Na manifestação, Marinho enfatizou que "as tratativas para a construção de uma ampla aliança são conduzidas com base na convergência de princípios e nunca em troca de cargos, favores ou indicações". A declaração reforça a negativa anterior do partido sobre qualquer acordo condicionado a benefícios institucionais.
Pesquisa interna aponta preferência por neutralidade
Conforme relatado pelo Republicanos, uma sondagem realizada internamente revelou que a base eleitoral da legenda apresenta "sentimento de frustração" em relação à pré-candidatura de Flávio Bolsonaro, identificado como principal adversário do presidente Luiz Inácio Lula da Silva. Os resultados indicaram preferência entre os apoiadores pela manutenção de postura neutra no processo eleitoral.
O levantamento foi apresentado na semana anterior a uma parcela da bancada paulista, conforme divulgado nas redes sociais do partido.
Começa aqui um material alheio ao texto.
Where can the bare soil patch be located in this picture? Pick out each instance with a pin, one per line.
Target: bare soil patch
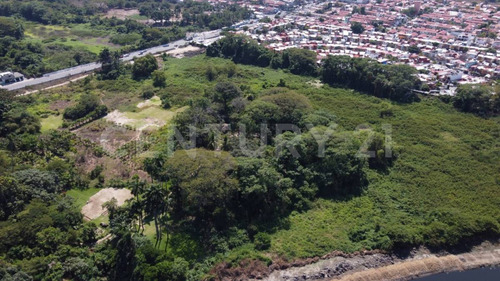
(93, 209)
(121, 13)
(187, 51)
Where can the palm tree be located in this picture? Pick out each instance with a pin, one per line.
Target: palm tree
(138, 187)
(156, 206)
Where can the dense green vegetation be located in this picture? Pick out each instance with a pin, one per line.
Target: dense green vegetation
(387, 81)
(215, 199)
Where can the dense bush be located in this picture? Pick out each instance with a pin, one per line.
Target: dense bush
(478, 99)
(394, 82)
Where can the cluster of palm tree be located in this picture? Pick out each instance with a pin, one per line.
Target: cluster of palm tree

Os dados coletados servem como subsídio para as deliberações que ocorrerão durante a convenção nacional, onde a posição oficial da sigla será definida de maneira definitiva.
Partido descarta aliança com Lula
Em sua declaração, o Republicanos deixou explícito o completo descarte de qualquer aproximação com o bloco governista. A legenda reafirmou que não mantém discussões sobre apoio ao atual ocupante do Palácio do Planalto, focando sua análise nas diversas alternativas de posicionamento político para o período eleitoral.
O presidente Marcos Pereira encontra-se em processo de consulta junto às diversas estruturas da sigla, incluindo bancadas estaduais, executivas regionais e apoiadores, com o objetivo de capturar as preferências das bases antes da deliberação final sobre os rumos da agremiação política.
Estrutura e relevância política da sigla
O Republicanos é uma das legendas de significativa representação no Congresso Nacional, contando com 43 deputados federais e seis senadores em sua bancada. Em 2022, a sigla integrou a coligação que apoiou Jair Bolsonaro na eleição presidencial, sendo derrotada por Lula naquele pleito.
Atualmente, o partido possui destaque em cenários estaduais, particularmente em São Paulo, onde o governador Tarcísio de Freitas, um dos principais nomes da legenda, disputa sua reeleição. A posição a ser adotada pelo Republicanos nas próximas eleições presidenciais assume importância estratégica para os diversos candidatos em pré-campanha.
Decisão será definida em convenção nacional
A legenda anunciou que sua posição definitiva será formalizada durante a convenção nacional que será realizada em Brasília ainda no presente mês. Durante esse encontro, a base do partido apresentará suas conclusões e definirá o caminho a ser seguido, encerando o período de indefinição sobre o posicionamento da agremiação frente ao processo eleitoral.
O partido também solicitou correção imediata das informações que circularam sobre supostas negociações envolvendo o STF, afirmando que a reportagem foi "absolutamente inverídica sob todos os aspectos" e que as conversas entre Marcos Pereira e Flávio Bolsonaro foram caracterizadas como inconclusivas em seu último encontro.